Loading Data

Data is loaded using the EmbeddingExtractor class.

EmbeddingExtractor is used to extract embeddings by

  • Train an autoencoder on the images
  • Identify similar images from the embeddings of the autoencoder
  • Plot and visualize the results

Dataset can be provided as a numpy array or as an image folder path.

class simages.extractor.EmbeddingExtractor(input: Union[str, numpy.ndarray], num_channels: int = 3, num_epochs: int = 2, batch_size: int = 32, show: bool = False, show_path: bool = False, show_train: bool = False, z_dim: int = 8, metric: str = 'cosine', model: Optional[torch.nn.modules.module.Module] = None, db: Optional = None, **kwargs)[source]

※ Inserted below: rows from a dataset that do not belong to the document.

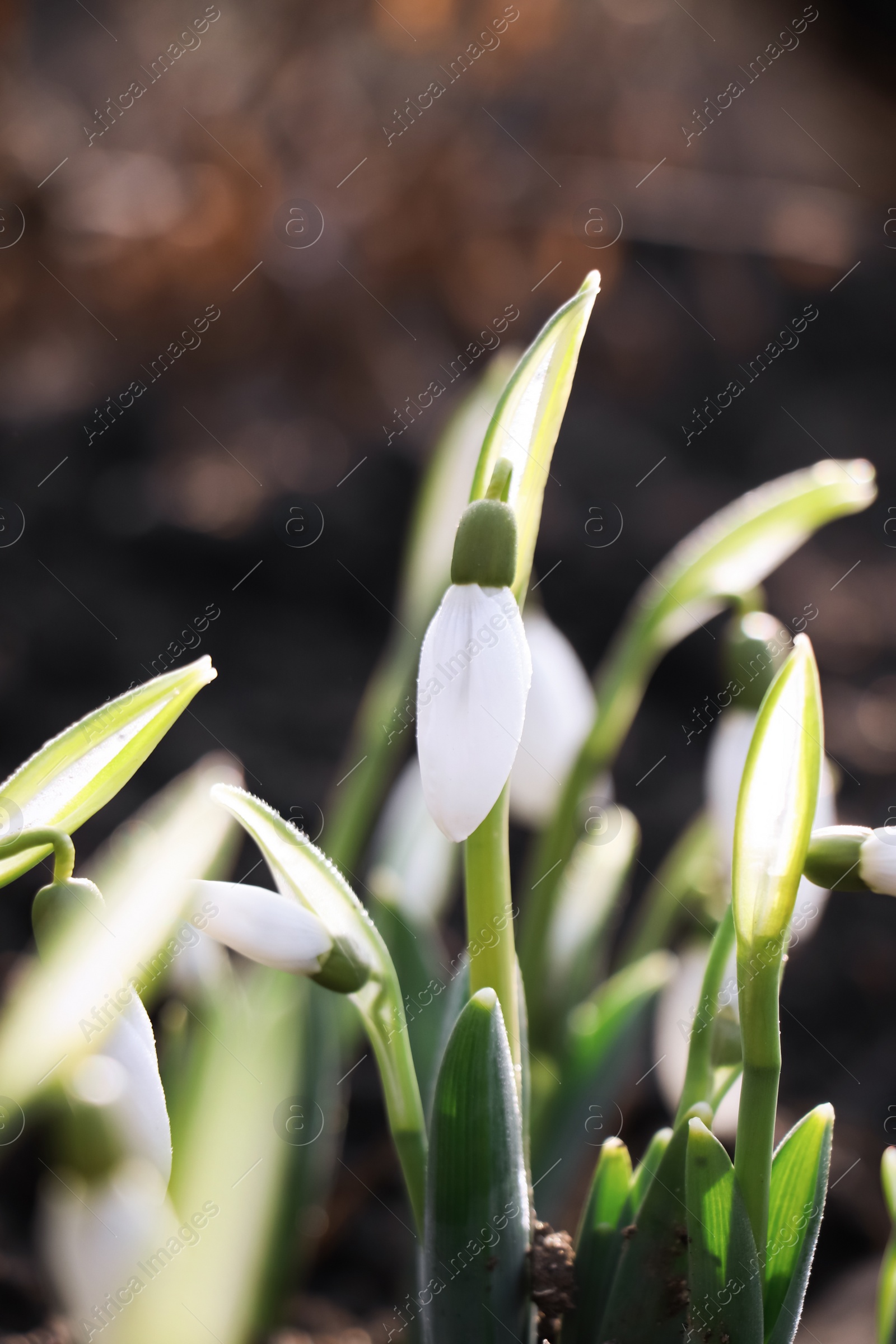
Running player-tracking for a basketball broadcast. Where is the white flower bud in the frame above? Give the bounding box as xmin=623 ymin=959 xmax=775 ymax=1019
xmin=367 ymin=757 xmax=458 ymax=921
xmin=417 ymin=584 xmax=532 ymax=841
xmin=705 ymin=708 xmax=838 ymax=938
xmin=186 ymin=878 xmax=333 ymax=976
xmin=68 ymin=991 xmax=171 ymax=1186
xmin=38 ymin=1157 xmax=178 ymax=1333
xmin=511 ymin=612 xmax=596 ymax=828
xmin=858 ymin=827 xmax=896 ymax=897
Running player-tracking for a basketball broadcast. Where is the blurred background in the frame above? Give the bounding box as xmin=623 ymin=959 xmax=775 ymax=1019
xmin=0 ymin=0 xmax=896 ymax=1344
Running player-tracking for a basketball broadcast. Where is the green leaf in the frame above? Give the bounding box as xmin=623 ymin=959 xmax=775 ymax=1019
xmin=0 ymin=657 xmax=218 ymax=886
xmin=620 ymin=1128 xmax=673 ymax=1227
xmin=547 ymin=808 xmax=641 ymax=1021
xmin=572 ymin=1138 xmax=631 ymax=1344
xmin=520 ymin=458 xmax=876 ymax=1021
xmin=212 ymin=785 xmax=426 ymax=1223
xmin=326 ymin=353 xmax=512 ymax=872
xmin=470 ymin=270 xmax=600 ymax=606
xmin=877 ymin=1148 xmax=896 ymax=1344
xmin=685 ymin=1119 xmax=763 ymax=1344
xmin=371 ymin=900 xmax=447 ymax=1110
xmin=421 ymin=989 xmax=531 ymax=1344
xmin=731 ymin=634 xmax=825 ymax=956
xmin=398 ymin=352 xmax=516 ymax=634
xmin=598 ymin=1125 xmax=688 ymax=1344
xmin=764 ymin=1103 xmax=834 ymax=1344
xmin=532 ymin=951 xmax=676 ymax=1222
xmin=619 ymin=812 xmax=728 ymax=965
xmin=0 ymin=757 xmax=236 ymax=1105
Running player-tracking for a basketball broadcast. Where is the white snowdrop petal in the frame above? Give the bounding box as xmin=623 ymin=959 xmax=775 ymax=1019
xmin=858 ymin=827 xmax=896 ymax=897
xmin=511 ymin=612 xmax=596 ymax=827
xmin=705 ymin=708 xmax=843 ymax=940
xmin=191 ymin=879 xmax=333 ymax=974
xmin=102 ymin=993 xmax=171 ymax=1186
xmin=38 ymin=1159 xmax=178 ymax=1317
xmin=417 ymin=584 xmax=532 ymax=841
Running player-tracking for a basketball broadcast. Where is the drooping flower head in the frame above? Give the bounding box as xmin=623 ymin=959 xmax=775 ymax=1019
xmin=417 ymin=458 xmax=532 ymax=841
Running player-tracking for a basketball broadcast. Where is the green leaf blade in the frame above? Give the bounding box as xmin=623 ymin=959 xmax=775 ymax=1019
xmin=598 ymin=1125 xmax=688 ymax=1344
xmin=764 ymin=1105 xmax=834 ymax=1344
xmin=572 ymin=1138 xmax=631 ymax=1344
xmin=685 ymin=1119 xmax=763 ymax=1344
xmin=421 ymin=989 xmax=531 ymax=1344
xmin=732 ymin=634 xmax=823 ymax=964
xmin=0 ymin=657 xmax=218 ymax=886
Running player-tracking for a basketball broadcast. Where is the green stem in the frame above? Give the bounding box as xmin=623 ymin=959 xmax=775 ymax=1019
xmin=321 ymin=632 xmax=421 ymax=872
xmin=520 ymin=623 xmax=662 ymax=1020
xmin=676 ymin=904 xmax=735 ymax=1129
xmin=464 ymin=785 xmax=522 ymax=1090
xmin=0 ymin=827 xmax=75 ymax=881
xmin=735 ymin=941 xmax=782 ymax=1264
xmin=617 ymin=812 xmax=718 ymax=967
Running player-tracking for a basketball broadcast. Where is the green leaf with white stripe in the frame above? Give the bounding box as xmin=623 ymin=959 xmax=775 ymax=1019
xmin=421 ymin=989 xmax=532 ymax=1344
xmin=685 ymin=1119 xmax=763 ymax=1344
xmin=470 ymin=270 xmax=600 ymax=606
xmin=0 ymin=657 xmax=218 ymax=886
xmin=212 ymin=785 xmax=426 ymax=1224
xmin=572 ymin=1138 xmax=631 ymax=1344
xmin=764 ymin=1103 xmax=834 ymax=1344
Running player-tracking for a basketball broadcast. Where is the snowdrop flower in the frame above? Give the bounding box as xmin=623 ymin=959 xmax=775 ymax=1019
xmin=805 ymin=825 xmax=896 ymax=897
xmin=31 ymin=878 xmax=171 ymax=1187
xmin=32 ymin=878 xmax=176 ymax=1338
xmin=653 ymin=944 xmax=740 ymax=1140
xmin=367 ymin=757 xmax=457 ymax=922
xmin=417 ymin=458 xmax=532 ymax=841
xmin=705 ymin=612 xmax=837 ymax=937
xmin=36 ymin=1157 xmax=178 ymax=1340
xmin=511 ymin=612 xmax=596 ymax=828
xmin=184 ymin=878 xmax=370 ymax=993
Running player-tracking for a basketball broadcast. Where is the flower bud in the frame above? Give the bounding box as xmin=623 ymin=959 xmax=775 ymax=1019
xmin=31 ymin=878 xmax=171 ymax=1184
xmin=803 ymin=827 xmax=870 ymax=894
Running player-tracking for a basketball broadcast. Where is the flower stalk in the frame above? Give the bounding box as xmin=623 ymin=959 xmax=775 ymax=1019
xmin=464 ymin=785 xmax=522 ymax=1091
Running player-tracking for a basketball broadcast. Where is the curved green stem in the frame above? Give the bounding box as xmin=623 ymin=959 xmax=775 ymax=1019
xmin=520 ymin=615 xmax=662 ymax=1000
xmin=0 ymin=827 xmax=75 ymax=881
xmin=464 ymin=783 xmax=522 ymax=1090
xmin=676 ymin=904 xmax=735 ymax=1129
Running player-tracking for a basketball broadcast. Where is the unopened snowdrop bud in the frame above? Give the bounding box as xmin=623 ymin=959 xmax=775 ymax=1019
xmin=511 ymin=612 xmax=596 ymax=827
xmin=31 ymin=878 xmax=171 ymax=1184
xmin=186 ymin=879 xmax=370 ymax=993
xmin=417 ymin=458 xmax=532 ymax=841
xmin=803 ymin=827 xmax=881 ymax=897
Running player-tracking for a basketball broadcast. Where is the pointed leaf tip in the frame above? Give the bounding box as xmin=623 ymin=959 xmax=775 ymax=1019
xmin=0 ymin=655 xmax=218 ymax=886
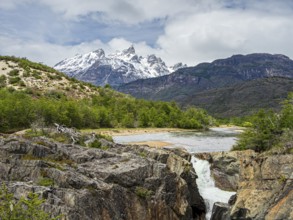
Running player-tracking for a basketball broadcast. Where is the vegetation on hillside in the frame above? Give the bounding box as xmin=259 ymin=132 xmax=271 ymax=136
xmin=0 ymin=89 xmax=213 ymax=132
xmin=234 ymin=93 xmax=293 ymax=152
xmin=0 ymin=56 xmax=213 ymax=132
xmin=0 ymin=184 xmax=60 ymax=220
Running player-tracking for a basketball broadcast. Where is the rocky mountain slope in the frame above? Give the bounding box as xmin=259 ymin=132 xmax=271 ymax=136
xmin=194 ymin=150 xmax=293 ymax=220
xmin=54 ymin=46 xmax=186 ymax=86
xmin=0 ymin=130 xmax=205 ymax=220
xmin=0 ymin=56 xmax=103 ymax=98
xmin=117 ymin=54 xmax=293 ymax=117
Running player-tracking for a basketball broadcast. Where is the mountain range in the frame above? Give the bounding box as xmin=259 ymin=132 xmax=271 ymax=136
xmin=54 ymin=46 xmax=186 ymax=86
xmin=116 ymin=53 xmax=293 ymax=117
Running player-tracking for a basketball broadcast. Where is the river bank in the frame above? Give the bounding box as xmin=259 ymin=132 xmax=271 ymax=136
xmin=82 ymin=128 xmax=198 ymax=136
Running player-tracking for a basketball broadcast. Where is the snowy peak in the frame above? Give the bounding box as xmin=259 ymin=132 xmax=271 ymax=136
xmin=122 ymin=45 xmax=135 ymax=55
xmin=54 ymin=45 xmax=184 ymax=86
xmin=93 ymin=49 xmax=105 ymax=59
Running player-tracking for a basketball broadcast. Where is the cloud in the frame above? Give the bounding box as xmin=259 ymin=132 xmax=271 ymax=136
xmin=0 ymin=0 xmax=293 ymax=65
xmin=157 ymin=5 xmax=293 ymax=65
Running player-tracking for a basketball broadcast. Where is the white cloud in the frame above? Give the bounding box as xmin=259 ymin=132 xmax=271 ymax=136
xmin=0 ymin=0 xmax=293 ymax=65
xmin=157 ymin=7 xmax=293 ymax=65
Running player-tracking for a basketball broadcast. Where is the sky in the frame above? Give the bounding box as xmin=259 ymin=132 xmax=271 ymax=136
xmin=0 ymin=0 xmax=293 ymax=66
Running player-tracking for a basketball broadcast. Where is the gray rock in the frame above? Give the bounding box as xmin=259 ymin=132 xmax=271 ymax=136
xmin=211 ymin=202 xmax=230 ymax=220
xmin=0 ymin=133 xmax=205 ymax=220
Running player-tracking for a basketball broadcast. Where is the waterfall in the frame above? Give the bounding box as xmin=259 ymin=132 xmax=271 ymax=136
xmin=191 ymin=156 xmax=235 ymax=219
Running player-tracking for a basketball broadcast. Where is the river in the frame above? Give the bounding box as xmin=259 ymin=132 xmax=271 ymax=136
xmin=113 ymin=128 xmax=240 ymax=219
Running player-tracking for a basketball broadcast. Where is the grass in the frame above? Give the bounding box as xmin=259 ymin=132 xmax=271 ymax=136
xmin=38 ymin=177 xmax=54 ymax=186
xmin=135 ymin=186 xmax=154 ymax=199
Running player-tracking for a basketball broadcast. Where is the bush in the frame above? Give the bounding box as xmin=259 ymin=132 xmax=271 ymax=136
xmin=135 ymin=186 xmax=154 ymax=199
xmin=0 ymin=184 xmax=61 ymax=220
xmin=233 ymin=94 xmax=293 ymax=152
xmin=8 ymin=69 xmax=19 ymax=76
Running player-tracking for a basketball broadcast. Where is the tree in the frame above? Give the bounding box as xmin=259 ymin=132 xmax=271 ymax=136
xmin=0 ymin=184 xmax=60 ymax=220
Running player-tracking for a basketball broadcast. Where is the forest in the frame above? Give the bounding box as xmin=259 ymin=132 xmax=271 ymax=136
xmin=0 ymin=88 xmax=215 ymax=133
xmin=233 ymin=93 xmax=293 ymax=153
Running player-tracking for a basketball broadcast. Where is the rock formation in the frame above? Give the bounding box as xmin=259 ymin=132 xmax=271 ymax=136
xmin=197 ymin=150 xmax=293 ymax=220
xmin=0 ymin=131 xmax=205 ymax=220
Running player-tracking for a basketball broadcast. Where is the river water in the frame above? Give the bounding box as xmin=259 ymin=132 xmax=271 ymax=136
xmin=113 ymin=128 xmax=239 ymax=219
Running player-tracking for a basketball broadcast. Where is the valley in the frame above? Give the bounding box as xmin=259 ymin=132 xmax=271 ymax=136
xmin=0 ymin=54 xmax=293 ymax=220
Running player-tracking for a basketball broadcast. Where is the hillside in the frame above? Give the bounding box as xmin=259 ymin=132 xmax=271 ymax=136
xmin=0 ymin=56 xmax=99 ymax=99
xmin=54 ymin=46 xmax=186 ymax=86
xmin=0 ymin=57 xmax=214 ymax=133
xmin=117 ymin=54 xmax=293 ymax=117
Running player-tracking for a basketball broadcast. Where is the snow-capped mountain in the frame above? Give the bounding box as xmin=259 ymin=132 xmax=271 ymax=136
xmin=54 ymin=46 xmax=186 ymax=86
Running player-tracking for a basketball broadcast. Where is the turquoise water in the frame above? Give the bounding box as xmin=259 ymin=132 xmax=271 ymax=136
xmin=113 ymin=128 xmax=240 ymax=219
xmin=113 ymin=128 xmax=239 ymax=153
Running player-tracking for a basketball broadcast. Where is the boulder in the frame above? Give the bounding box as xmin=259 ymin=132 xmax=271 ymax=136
xmin=0 ymin=133 xmax=205 ymax=220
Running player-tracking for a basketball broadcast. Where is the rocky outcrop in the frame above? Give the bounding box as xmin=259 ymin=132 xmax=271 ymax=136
xmin=195 ymin=150 xmax=255 ymax=191
xmin=199 ymin=151 xmax=293 ymax=220
xmin=0 ymin=133 xmax=205 ymax=220
xmin=230 ymin=154 xmax=293 ymax=220
xmin=117 ymin=54 xmax=293 ymax=118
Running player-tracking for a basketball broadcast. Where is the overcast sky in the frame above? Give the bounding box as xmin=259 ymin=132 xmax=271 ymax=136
xmin=0 ymin=0 xmax=293 ymax=66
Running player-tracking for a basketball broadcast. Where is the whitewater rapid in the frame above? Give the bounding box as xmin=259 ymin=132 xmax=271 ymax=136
xmin=191 ymin=156 xmax=235 ymax=219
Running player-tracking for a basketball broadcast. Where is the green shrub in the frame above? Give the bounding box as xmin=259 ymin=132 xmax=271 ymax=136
xmin=8 ymin=69 xmax=19 ymax=76
xmin=135 ymin=186 xmax=153 ymax=199
xmin=89 ymin=140 xmax=102 ymax=148
xmin=9 ymin=76 xmax=21 ymax=84
xmin=0 ymin=184 xmax=61 ymax=220
xmin=38 ymin=177 xmax=54 ymax=186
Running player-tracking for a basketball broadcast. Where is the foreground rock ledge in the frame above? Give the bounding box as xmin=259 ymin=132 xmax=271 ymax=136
xmin=196 ymin=150 xmax=293 ymax=220
xmin=0 ymin=136 xmax=205 ymax=220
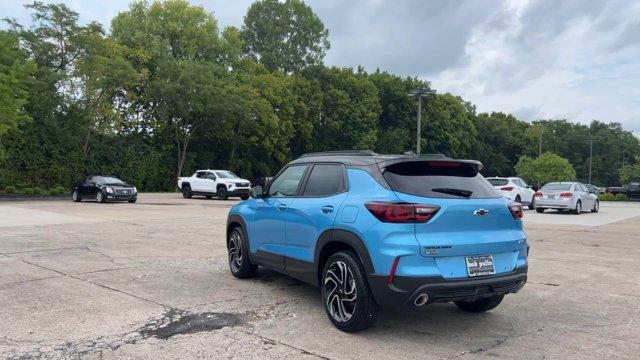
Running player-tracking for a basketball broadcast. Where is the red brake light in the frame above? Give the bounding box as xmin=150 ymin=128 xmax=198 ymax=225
xmin=364 ymin=202 xmax=440 ymax=223
xmin=509 ymin=202 xmax=524 ymax=219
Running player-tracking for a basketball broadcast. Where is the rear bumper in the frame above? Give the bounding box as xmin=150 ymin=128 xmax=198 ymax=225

Extract embeddings from data with models and allow visualization.

trainloader
Type:torch loader
evalloader
Type:torch loader
model
Type:torch.nn.Module
embeddings
Type:np.ndarray

Numpy Array

Load data with:

from simages import EmbeddingExtractor
import numpy as np

# Create grayscale (1-channel) samples
X = np.random.random((100,28,28))
extractor =  EmbeddingExtractor(X, num_channels=1)

# Find duplicates
pairs, distances = extractor.find_duplicates()

Image Folder:

from simages import EmbeddingExtractor

# Point to Folder
data_dir = "downloads"
extractor =  EmbeddingExtractor(data_dir)

# Find duplicates
pairs, distances = extractor.find_duplicates()

# Show duplicates
extractor.show_duplicates(n=5)

Duplicates can be identified using the simages command:

$ simages add `{image_folder}`

$ simages find `{image_folder}`

Duplicates can be deleted on the webserver as described at Removing Duplicates.